Mr Arthur added that he was in the process of establishing a new industry leadership group for retail to ensure the strategy is acted on. It will include representatives from retailers of all sizes, and from all parts of Scotland.
David Hamilton, chair of the Scottish Police Federation, spoke about retail crime and the problems it presents to independent retailers.
Mr Hamilton confirmed that, since Daniel Johnson’s Bill came into force, more than 1,000 crimes had been reported in the first three months.
He said: “Four hundred of these incidents were assaults, which in just three months is really quite staggering. Three of these were serious assaults on retail workers.
“The Bill highlights the problem – the difficulty is dealing with it. There is a pressure on policing, and budget cuts mean less officers supporting you.
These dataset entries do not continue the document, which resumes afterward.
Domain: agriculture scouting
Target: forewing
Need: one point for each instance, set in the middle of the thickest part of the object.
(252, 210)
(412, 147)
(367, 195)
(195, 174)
Having the legislation in place doesn’t prevent theses attacks but what it does is raise the issue.”
He urged retailers to report incidents and not to “underplay” them.
Police Constable Carole Wyllie, from the Scottish Business Resilience Centre, gave an excellent presentation on how to protect business premises from theft, attacks and anti-social behaviour.
She said the five main areas for business to concentrate on are good CCTV and lighting, the appearance of the inside and outside of your store and liaising with local police officers.
She added: “Get to know your local police officers – invite them into your store and tell them if you are having any problems. Criminals who see the police going into your store will move on to somewhere else.
“It’s also worth finding out who your local schools officers are. Young people are more bothered about punishment from their school than they are from the police.”
Ms Wyllie went on to talk about cybercrime and how retailers can protect themselves from this growing threat. Examples included making sure they have strong passwords and not clicking on links in suspicious emails from scammers.
Following an explanation of how DRS could look by Carla Brian, from waste management company Biffa, delegates learned more about reverse vending machines (RVM) from Zak Miller, head of sales and business development for Northern Europe at Sielaff.
Mr Miller explained that RVM was the best solution for retailers, as it avoids having to store returned items in bags for collection. He added that machines would be available in different sizes, based on the space a store has available and the amount customers returned.
Scottish president Ferhan Ashiq was delighted with how the day had gone.
He said: “Today has gone fantastically well. All the speakers were very informative and made a strong commitment to us as retailers.
“The fact that a government minister was willing to come here and listen to retailers gave us a fantastic opportunity to convey our messages.
“It was great that members were able to voice their concerns directly to people with real influence and get answers to their questions, and I’m sure they have taken a lot away from the day.”